The boy was learning idle habits. He refused to go back to the Lancaster school. Indeed, from the cruel treatment he had received there, his parents did not ask him to return. He had now been expelled from three schools. If he went to a fourth, it is probable that he might also have been expelled from that. It would not do for him to go scouring the hills in search of adders, or to bring them home to the “terrification” of his neighbours. He himself wished to go to work. His parents at last gave their consent, though he was then only about six years old. But poor people can always find something for their children to do out of doors. The little that they earn is always found very useful at home.
TOBACCO WORKING.
Edward’s brother, who was about two years older than himself, was working at Craig and Johnston’s tobacco work. On inquiry, it was found that the firm was willing to take young Edward at the wage of fourteen-pence a week. The tobacco-spinners worked in an old house situated at the end of the flour mill in St. Nicholas Street. Each spinner had three boys under him—the wheeler, the pointer, and the stripper. Edward went through all these grades.
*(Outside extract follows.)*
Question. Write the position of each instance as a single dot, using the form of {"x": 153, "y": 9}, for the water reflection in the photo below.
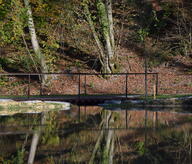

As a stripper he could earn about eighteen-pence a week.
THE BRIG O’ BALGOWNIE.
The master was a bird-fancier, so that Edward got on very well with him. The boy brought him lots of nests and young birds in summer, and old birds which he trapped during winter. The master allowed him to keep rabbits in the back yard; so that, what between working and playing, attending to his rabbits and catering for their food, his time passed much more happily than it had done at school.